According to the Learned SAN it is not a matter of doing justice or whether or not the court of Appeal will arrive at the decision that the High court was wrong in declining jurisdiction.

  1. That the circumstances in which a High Court can set aside its own decision include when the judgment is obtained by fraud, when it is a nullity or when it is obvious that the court was misled into giving a consent judgment under a mistaken belief that the parties consented thereto and where the judgment was given without jurisdiction; and that non of these circumstances apply to the decision of 20-3-2000.
  2. That the trial court decision was based on the law as it was prevailing at the time and that since the law that applies to a given transaction is the one then prevailing it will be wrong to regard that decision a nullify because the law has now changed.
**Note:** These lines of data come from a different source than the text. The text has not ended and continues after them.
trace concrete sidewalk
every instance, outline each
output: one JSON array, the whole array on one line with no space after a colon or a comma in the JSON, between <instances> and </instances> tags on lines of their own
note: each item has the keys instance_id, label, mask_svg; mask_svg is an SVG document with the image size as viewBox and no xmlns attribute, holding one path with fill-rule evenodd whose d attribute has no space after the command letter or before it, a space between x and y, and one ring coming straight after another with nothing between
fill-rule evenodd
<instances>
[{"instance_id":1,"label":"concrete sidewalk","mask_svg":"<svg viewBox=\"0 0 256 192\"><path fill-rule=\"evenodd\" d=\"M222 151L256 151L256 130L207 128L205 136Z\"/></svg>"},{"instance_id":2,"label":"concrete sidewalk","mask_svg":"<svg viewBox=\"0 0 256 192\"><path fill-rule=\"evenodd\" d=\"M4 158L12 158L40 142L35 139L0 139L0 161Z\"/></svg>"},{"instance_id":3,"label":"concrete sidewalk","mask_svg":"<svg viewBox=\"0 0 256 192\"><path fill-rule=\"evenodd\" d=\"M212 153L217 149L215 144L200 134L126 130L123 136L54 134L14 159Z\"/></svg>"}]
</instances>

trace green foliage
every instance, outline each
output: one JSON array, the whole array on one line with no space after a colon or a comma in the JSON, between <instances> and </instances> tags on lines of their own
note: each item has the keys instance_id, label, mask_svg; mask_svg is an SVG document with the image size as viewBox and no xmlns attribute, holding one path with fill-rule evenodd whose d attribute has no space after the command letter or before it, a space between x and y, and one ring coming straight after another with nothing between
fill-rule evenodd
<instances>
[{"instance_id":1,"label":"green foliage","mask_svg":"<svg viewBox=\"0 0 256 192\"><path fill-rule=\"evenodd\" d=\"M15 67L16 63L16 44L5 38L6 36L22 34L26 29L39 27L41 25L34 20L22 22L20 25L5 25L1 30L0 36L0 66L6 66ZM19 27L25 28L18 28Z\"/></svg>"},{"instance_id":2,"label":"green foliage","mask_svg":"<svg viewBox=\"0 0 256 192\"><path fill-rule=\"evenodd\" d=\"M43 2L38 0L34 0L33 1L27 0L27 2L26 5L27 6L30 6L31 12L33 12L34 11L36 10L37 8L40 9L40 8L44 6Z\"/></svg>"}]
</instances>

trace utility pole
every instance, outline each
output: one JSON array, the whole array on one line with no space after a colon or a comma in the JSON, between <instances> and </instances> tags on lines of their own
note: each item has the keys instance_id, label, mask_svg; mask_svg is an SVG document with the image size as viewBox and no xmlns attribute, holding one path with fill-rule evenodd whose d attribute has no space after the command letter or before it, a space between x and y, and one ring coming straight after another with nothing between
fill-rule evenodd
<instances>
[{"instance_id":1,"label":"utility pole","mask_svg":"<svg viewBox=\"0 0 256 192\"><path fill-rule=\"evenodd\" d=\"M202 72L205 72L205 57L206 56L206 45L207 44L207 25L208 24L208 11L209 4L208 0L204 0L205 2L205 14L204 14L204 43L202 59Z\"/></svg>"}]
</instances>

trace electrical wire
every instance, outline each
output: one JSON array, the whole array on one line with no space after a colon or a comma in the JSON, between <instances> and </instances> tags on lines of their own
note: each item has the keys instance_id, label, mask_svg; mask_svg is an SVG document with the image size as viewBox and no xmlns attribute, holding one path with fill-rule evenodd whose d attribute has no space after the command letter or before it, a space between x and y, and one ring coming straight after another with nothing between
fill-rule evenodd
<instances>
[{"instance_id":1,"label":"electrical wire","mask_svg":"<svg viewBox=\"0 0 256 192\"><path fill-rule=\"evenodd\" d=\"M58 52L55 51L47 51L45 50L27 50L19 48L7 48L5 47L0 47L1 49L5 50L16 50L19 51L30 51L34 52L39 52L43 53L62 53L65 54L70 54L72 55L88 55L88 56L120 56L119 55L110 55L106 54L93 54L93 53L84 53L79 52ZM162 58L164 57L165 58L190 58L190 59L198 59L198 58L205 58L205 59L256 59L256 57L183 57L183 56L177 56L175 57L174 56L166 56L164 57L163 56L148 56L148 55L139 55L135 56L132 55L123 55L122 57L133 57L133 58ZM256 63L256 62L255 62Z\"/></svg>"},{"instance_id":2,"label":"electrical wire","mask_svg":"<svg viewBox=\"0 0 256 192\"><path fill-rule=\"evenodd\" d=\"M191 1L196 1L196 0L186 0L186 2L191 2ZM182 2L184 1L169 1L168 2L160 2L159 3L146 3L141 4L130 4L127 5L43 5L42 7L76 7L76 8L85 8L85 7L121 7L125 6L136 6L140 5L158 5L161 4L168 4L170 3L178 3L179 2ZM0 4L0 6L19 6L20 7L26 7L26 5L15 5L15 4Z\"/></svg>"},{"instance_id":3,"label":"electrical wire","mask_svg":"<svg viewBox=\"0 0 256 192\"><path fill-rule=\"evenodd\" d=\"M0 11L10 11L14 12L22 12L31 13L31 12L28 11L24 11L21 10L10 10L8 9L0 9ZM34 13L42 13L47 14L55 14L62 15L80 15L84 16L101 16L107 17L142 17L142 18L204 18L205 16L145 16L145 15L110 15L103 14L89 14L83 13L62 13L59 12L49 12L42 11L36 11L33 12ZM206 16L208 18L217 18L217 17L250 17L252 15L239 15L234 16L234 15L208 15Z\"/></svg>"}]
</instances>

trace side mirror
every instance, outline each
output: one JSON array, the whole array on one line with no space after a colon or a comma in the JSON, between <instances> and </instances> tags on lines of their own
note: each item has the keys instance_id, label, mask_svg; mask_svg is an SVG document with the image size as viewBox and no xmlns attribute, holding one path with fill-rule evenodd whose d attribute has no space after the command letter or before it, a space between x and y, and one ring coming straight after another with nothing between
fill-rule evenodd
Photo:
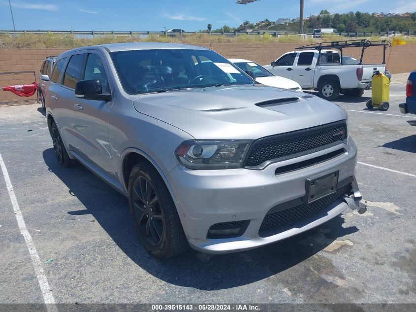
<instances>
[{"instance_id":1,"label":"side mirror","mask_svg":"<svg viewBox=\"0 0 416 312\"><path fill-rule=\"evenodd\" d=\"M253 78L254 79L256 79L256 74L254 73L254 72L253 72L251 70L246 70L246 73L252 78Z\"/></svg>"},{"instance_id":2,"label":"side mirror","mask_svg":"<svg viewBox=\"0 0 416 312\"><path fill-rule=\"evenodd\" d=\"M110 93L103 93L99 80L80 80L75 85L75 97L84 100L108 102L111 100Z\"/></svg>"}]
</instances>

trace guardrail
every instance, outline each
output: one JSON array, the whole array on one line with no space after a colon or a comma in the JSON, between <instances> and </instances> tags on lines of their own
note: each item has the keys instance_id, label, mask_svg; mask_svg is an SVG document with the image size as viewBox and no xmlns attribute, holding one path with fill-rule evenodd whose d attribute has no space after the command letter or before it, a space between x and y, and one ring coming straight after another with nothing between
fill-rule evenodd
<instances>
[{"instance_id":1,"label":"guardrail","mask_svg":"<svg viewBox=\"0 0 416 312\"><path fill-rule=\"evenodd\" d=\"M1 31L0 30L0 35L24 35L26 34L35 34L37 35L42 35L44 34L58 34L61 35L91 35L93 37L96 35L113 35L113 36L137 36L149 35L158 35L164 36L181 36L183 37L184 35L196 35L199 34L206 34L210 35L226 35L226 36L238 36L241 35L263 35L265 34L267 34L272 36L278 37L282 35L296 35L298 33L295 32L279 32L272 31L268 30L259 30L251 32L234 32L233 33L208 33L201 32L182 32L178 33L171 33L168 32L137 32L133 31L130 31L128 32L116 32L114 31ZM312 33L307 33L305 35L308 36L313 36ZM346 32L346 33L339 33L337 34L340 36L347 37L349 38L353 37L367 37L371 36L389 36L398 35L402 35L404 36L416 36L416 31L411 32L410 30L408 32L404 32L399 33L396 32L380 32L378 33L371 32L361 32L361 33L353 33L353 32Z\"/></svg>"}]
</instances>

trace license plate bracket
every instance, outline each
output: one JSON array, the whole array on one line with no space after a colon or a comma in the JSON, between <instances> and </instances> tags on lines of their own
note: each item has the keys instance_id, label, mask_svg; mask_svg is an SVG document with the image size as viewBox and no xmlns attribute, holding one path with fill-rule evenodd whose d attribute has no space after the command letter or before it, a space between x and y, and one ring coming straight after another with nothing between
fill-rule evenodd
<instances>
[{"instance_id":1,"label":"license plate bracket","mask_svg":"<svg viewBox=\"0 0 416 312\"><path fill-rule=\"evenodd\" d=\"M306 179L305 203L309 203L337 191L339 171Z\"/></svg>"}]
</instances>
According to him. The relevant fact is not whether the decision of C. J. Okoli J., (as he then was) was right or wrong at the time the application to relist was made, but whether at the time of rendition of the decision, it was validly made having regard to the State of the law. If this is accepted, as indeed it should be, then the subsequent decision of the Supreme Court which altered the existing order will not have the effect of nullifying the decision validly made. It will have the effect of rendering the decision wrong in law, capable of being corrected on appeal, but not voided.

To maintain that the decision which was made on an issue of law was void, meant that no decision was at all rendered by C. J. Okoli J., (as he then was).